Oh, them of silvery wit at The CW's marketing department! You see what they've done here? They've taken "ménage à trois," which essentially means, "A domestic arrangement in which three people having sexual relations occupy the same household," and transformed it, as if by some kind of genius bit of sorcery ... into ménage à Tues. And while we could LOL, ROFL, WTF, and OMG over the onomatopoeiaic brilliance between such a phrase-turn, we would be wise to take it as a subliminal message from the network. I mean, really, all they're saying is the new Melrose Place will have love triangles! Or perhaps we can look into the literary significance of such ad art.

And unless it involves Ashlee Simpson-Wentz having some seriously disturbed Sapphic dabbles á la The L Word, it's all kind of been there-done that. Also, the same marketing monkeys did something something similar last fall for Gossip Girl. Maybe there's something more bubbling beneath. A Jane Austen homage, perhaps? It would be quite timely, indeed. Perhaps through some of the supporting cast of Austen's Mansfield Park, a book dubbed controversial in part because of its own love triangle between Henry Crawford and sisters Maria and Julia Bertram, we can scry something deeper.

Colin Egglesfield: By default, his character is Henry Crawford, who the sisters Bertram pine for. And look at those smoldering eyes.

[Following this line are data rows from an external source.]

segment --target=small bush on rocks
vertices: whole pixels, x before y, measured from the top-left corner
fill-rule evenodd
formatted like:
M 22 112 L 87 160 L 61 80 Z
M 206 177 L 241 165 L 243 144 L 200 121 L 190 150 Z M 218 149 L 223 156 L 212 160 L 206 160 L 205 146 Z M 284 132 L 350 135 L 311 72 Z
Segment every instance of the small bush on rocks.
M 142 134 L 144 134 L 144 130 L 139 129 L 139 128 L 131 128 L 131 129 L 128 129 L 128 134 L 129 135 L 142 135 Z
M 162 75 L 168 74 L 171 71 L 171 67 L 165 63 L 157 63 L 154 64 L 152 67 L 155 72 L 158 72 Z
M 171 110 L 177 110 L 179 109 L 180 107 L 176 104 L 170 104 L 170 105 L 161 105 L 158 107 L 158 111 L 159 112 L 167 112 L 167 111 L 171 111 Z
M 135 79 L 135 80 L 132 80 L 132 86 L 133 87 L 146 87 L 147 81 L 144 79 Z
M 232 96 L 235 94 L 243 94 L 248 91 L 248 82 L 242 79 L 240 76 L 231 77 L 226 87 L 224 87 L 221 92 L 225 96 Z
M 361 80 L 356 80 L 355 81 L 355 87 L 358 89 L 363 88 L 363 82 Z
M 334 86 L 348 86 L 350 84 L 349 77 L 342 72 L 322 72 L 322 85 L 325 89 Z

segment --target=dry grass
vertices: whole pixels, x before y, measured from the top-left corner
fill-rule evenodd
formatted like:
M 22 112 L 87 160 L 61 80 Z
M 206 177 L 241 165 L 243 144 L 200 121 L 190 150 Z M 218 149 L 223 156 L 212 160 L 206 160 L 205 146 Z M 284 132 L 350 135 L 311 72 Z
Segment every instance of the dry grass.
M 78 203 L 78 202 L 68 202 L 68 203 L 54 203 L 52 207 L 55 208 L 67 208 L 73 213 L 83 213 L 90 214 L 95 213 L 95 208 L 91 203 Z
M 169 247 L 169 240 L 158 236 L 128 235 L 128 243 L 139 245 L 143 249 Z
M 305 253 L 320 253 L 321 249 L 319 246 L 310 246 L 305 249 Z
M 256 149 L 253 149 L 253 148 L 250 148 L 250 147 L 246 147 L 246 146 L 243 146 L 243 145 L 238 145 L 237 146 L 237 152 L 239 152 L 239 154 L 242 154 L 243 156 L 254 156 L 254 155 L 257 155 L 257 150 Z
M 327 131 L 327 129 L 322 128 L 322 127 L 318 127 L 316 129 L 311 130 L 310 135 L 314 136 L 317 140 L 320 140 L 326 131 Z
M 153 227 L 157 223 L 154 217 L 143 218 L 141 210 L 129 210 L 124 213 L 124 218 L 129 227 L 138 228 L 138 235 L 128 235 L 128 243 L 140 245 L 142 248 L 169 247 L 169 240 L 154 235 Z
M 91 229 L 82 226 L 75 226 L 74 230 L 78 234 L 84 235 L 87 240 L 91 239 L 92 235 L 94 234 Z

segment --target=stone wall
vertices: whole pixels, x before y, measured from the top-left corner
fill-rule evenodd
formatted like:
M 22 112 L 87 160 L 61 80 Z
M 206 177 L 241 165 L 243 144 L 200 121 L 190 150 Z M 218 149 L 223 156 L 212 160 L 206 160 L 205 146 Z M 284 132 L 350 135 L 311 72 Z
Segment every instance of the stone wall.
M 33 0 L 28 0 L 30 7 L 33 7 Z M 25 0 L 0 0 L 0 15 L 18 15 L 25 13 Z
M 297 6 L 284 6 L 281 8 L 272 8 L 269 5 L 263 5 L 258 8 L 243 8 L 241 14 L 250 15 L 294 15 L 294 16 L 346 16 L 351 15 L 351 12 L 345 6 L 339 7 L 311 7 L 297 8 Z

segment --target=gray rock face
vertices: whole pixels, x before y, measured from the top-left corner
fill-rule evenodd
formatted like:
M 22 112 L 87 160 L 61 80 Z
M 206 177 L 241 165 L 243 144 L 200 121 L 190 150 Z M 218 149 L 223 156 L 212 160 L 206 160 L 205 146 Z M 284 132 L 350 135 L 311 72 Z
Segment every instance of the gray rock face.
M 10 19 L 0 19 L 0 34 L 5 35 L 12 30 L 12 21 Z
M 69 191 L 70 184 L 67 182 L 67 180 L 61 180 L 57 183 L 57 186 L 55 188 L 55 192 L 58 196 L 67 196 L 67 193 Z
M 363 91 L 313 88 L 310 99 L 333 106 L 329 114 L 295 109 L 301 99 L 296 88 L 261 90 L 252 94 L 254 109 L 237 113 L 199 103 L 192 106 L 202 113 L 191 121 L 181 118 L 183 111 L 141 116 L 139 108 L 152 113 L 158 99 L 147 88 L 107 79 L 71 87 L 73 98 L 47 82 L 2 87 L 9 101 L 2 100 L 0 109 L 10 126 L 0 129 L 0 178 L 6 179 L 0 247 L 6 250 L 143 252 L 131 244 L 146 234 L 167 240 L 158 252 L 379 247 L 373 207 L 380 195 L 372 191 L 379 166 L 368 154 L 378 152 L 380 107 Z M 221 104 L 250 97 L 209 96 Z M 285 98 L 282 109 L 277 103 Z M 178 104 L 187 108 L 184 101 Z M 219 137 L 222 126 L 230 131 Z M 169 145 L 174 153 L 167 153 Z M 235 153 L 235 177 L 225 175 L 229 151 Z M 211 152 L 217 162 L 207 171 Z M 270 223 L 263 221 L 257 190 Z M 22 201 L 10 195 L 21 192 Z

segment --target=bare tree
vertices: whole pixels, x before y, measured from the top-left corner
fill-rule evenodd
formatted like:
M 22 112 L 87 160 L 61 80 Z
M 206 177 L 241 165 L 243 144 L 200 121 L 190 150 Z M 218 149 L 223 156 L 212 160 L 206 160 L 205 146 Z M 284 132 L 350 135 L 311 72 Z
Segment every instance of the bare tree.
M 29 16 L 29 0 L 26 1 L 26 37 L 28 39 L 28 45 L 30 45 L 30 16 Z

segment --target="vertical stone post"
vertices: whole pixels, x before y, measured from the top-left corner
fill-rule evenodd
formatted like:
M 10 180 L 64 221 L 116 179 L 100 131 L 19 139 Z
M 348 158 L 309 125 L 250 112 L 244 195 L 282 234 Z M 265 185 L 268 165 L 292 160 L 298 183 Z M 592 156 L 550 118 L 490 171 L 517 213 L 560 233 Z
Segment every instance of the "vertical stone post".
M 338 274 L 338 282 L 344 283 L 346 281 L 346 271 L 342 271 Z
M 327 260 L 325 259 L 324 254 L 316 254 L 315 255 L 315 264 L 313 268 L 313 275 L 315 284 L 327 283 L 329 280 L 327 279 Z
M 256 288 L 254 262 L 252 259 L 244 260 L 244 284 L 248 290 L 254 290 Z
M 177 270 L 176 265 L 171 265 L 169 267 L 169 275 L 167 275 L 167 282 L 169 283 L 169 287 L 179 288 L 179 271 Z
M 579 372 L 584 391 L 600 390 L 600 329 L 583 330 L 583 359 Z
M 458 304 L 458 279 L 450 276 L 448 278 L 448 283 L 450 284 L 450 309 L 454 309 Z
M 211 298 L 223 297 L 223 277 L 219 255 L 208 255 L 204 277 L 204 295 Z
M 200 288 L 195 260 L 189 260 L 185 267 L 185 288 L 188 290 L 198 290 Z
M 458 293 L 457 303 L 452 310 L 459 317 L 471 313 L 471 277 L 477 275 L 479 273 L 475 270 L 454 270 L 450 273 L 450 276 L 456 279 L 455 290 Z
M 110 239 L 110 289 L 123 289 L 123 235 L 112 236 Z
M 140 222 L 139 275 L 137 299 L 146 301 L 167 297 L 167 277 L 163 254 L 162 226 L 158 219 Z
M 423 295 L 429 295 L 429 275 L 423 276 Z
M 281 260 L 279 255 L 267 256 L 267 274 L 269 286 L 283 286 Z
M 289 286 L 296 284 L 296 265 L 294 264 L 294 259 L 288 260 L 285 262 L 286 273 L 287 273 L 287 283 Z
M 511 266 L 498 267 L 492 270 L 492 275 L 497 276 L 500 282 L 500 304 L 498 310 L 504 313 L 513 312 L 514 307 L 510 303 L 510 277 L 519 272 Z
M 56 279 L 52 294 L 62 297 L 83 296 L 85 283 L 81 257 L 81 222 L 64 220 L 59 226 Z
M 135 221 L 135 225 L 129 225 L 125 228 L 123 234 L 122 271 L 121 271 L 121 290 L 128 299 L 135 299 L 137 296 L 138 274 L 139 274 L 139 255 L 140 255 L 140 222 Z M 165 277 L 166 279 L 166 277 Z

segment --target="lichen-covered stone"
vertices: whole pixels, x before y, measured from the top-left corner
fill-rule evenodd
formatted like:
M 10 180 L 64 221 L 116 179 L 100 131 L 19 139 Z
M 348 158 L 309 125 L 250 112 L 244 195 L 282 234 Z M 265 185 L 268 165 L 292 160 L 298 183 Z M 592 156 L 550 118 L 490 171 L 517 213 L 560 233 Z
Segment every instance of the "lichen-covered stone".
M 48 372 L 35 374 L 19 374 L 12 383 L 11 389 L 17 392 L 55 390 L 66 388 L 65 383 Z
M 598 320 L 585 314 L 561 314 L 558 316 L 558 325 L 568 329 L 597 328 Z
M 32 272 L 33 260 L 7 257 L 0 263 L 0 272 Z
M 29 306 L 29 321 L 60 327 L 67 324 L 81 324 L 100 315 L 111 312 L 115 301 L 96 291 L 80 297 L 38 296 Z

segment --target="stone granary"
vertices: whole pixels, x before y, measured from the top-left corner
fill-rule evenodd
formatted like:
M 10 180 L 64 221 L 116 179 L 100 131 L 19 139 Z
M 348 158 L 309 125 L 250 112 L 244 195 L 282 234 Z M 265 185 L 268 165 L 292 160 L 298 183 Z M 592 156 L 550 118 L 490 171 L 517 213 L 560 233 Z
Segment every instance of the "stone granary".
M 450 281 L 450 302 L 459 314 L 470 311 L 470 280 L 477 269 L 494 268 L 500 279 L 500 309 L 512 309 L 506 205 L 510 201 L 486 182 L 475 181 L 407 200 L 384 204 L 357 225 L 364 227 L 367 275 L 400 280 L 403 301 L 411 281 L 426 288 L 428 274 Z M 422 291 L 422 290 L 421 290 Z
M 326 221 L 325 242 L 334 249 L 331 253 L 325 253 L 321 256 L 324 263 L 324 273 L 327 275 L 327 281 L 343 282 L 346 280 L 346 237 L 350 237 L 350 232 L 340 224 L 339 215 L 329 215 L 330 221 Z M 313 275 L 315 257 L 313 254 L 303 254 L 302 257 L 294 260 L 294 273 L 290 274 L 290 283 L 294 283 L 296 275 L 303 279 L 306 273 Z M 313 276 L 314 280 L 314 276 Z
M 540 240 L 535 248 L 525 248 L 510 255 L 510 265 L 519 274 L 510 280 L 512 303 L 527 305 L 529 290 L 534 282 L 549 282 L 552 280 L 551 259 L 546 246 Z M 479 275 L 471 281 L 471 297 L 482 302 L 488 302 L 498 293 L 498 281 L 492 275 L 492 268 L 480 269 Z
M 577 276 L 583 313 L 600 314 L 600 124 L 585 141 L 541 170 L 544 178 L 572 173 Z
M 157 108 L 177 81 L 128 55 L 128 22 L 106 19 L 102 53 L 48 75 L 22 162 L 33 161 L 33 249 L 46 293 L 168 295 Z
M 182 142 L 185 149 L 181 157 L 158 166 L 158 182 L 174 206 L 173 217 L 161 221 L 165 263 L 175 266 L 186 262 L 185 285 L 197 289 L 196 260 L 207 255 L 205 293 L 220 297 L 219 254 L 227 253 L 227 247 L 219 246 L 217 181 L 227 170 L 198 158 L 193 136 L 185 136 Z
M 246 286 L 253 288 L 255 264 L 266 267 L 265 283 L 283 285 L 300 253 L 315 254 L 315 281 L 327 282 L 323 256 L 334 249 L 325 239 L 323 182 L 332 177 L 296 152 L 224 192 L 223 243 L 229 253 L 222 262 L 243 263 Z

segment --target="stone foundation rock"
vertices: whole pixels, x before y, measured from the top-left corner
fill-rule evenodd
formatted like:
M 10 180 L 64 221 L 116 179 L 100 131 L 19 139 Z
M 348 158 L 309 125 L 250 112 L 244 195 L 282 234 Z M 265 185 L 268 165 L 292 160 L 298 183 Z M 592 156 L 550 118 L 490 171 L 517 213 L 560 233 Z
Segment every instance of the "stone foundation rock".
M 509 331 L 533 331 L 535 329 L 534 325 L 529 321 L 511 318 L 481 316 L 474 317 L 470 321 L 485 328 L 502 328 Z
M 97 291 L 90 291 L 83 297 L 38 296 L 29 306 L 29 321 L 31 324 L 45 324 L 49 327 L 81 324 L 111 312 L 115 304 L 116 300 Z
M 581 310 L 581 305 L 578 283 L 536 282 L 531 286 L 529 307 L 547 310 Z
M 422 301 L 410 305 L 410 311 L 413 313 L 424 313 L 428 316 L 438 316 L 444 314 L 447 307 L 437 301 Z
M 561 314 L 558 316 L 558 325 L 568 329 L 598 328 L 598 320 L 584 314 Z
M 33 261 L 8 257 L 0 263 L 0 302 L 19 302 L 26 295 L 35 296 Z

You can tell he's thinking: "I am of a cautious temper, and unwilling to risk my happiness in a hurry. Nobody can think more highly of the matrimonial state than myself. I consider the blessing of a wife as most justly described in those discreet lines of the poet, 'Heaven's last best gift.'"

Ashlee Simpson-Wentz: So if we're to believe there's "a thing" brewing between Simpson's character and Egglesfield's character, this puts Simpson in the place of Maria Bertram. All her laments from the novel stem from how she is a slave to circumstance and this marriage of convenience with Mr. Rushworth, who ultimately leaves her husband to runs away with Henry Crawford.

Laura Leighton: This leaves Leighton to assume the role of Julia Bertram, Maria's younger sister, who quietly pines away for Henry Crawford. And look at the distance between Leighton and Egglesfield. So much pining!